What about saving up three years of missalettes and reusing them just to eliminate waste and saving parish money? Don't even think about it. That's not allowed. We are even told that it is illegal and violates "moral rights."

And so, every year at exactly this time, there must be a bonfire of the missalettes. They must be destroyed, lest you be immoral, or so we are told. Actually what happens is that they are all collected and hurled into the garbage bin out back and taken off the landfill.

Can you imagine? When I think of the work of the scribes of the first millinnium and a half of Christianity, when every book was the result of many thousands of hours, and when a book itself was the greatest treasure of a monastery, and when I think of the time spent even to create a Guttenberg Psalter, it truly boggles the mind that parishes are now under a legal obligation to destroy the Word of God.

Now, when I first heard this, I didn't believe it. As low an opinion of the methods of the mainline Catholic publishers as I've developed, I didn't believe that we were all under some kind of requirement to torch our missalettes at the end of year. The person who told me this insisted. My private thought was: "can you believe this kind of nonsense you pick up on the street?"

Just in case he was right and I was wrong, I decided to look it up. My own eyes popped out in astonishment. It is true, all true. It is not even the case that you can sign or read out of them but not record or photocopy. The way the license works, you may not read or sign out of them at all under any conditions. If you find an old missalette and start singing "Holy God, We Praise Thy Name," you are said to be violating someone's moral rights.

Yes, I know: this is a funhouse mirror room. It is utterly bizarre. As for moral rights, should we talk about the morality of the astonishing waste and destruction of perfectly decent printed matter here? This practice flies in the face of everything we know about normal business practice.

Think back to a year ago or so when Kindle arbitrarily deleted from all machines a book that people had purchased, and did so over some copyright struggle. Customers were furious. They inundated the company with complaints and outrage. This was a serious blow to Amazon's business model. The company clawed its way back with apologies and free stuff for everyone. It was a matter of corporate survival.

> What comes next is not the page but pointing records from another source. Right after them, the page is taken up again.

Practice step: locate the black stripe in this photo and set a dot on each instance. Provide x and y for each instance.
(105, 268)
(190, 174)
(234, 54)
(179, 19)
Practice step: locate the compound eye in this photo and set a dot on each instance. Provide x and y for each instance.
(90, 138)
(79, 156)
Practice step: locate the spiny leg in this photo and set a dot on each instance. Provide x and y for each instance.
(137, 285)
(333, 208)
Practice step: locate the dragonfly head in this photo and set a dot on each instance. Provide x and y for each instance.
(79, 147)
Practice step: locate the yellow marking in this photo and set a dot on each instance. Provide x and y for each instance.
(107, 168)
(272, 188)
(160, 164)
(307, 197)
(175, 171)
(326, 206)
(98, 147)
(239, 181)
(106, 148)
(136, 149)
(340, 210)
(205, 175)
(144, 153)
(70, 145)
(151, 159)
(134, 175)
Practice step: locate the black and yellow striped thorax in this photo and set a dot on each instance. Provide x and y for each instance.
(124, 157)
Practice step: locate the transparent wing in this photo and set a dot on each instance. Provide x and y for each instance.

But we Catholics are just more passive I guess. We are glad to be abused year after year. We think nothing of it. We are told to destroy the things we bought and we just going ahead and do it, without a thought. Then we buy again. Millions upon millions of tithe dollars are spent this way. Money down the drain for no good reason but to feed a publishing machinery that lives off copyright and re-purchases.

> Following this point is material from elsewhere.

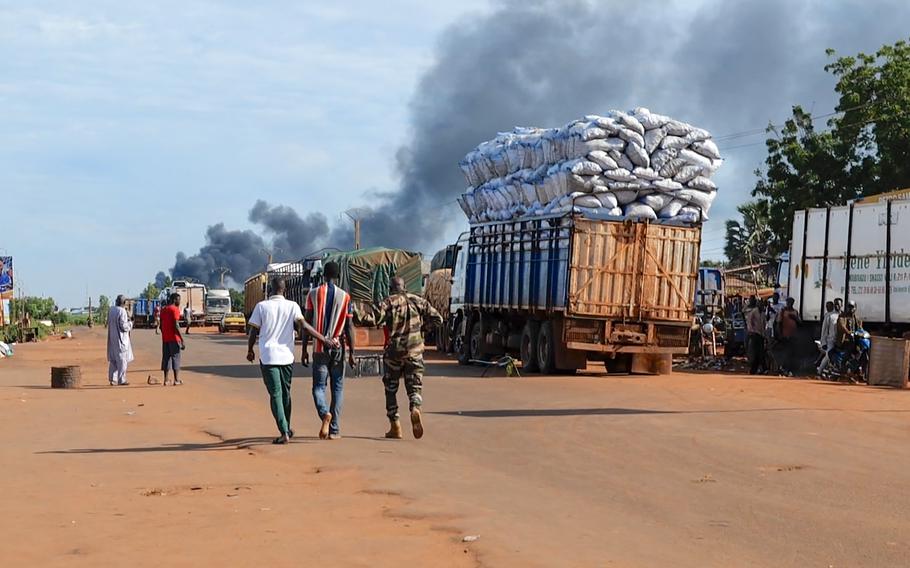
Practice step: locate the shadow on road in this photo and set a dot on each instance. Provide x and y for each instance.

Something is very strange here. A timeless religion is now being marketed with mandatory planned obsolescence.

Do I have a better idea? Yes. The texts of the Mass should be part of the commons. The music of the Mass should be part of the commons. Newly composed material should not be affixed with a ticking time bomb. If you buy it, it is yours. Another radical idea: publishers should start serving the Catholic world rather than looting it and mandating vast waste and destruction.

These are changes that can be enacted very easily and quickly and with no ecclesiastical intervention. Someday, we might look back and wonder in astonishment at how we put up with all of this in the past, and marvel at the amount of money paid for replacing perfectly good missalettes rather than given to musicians and architects and the poor.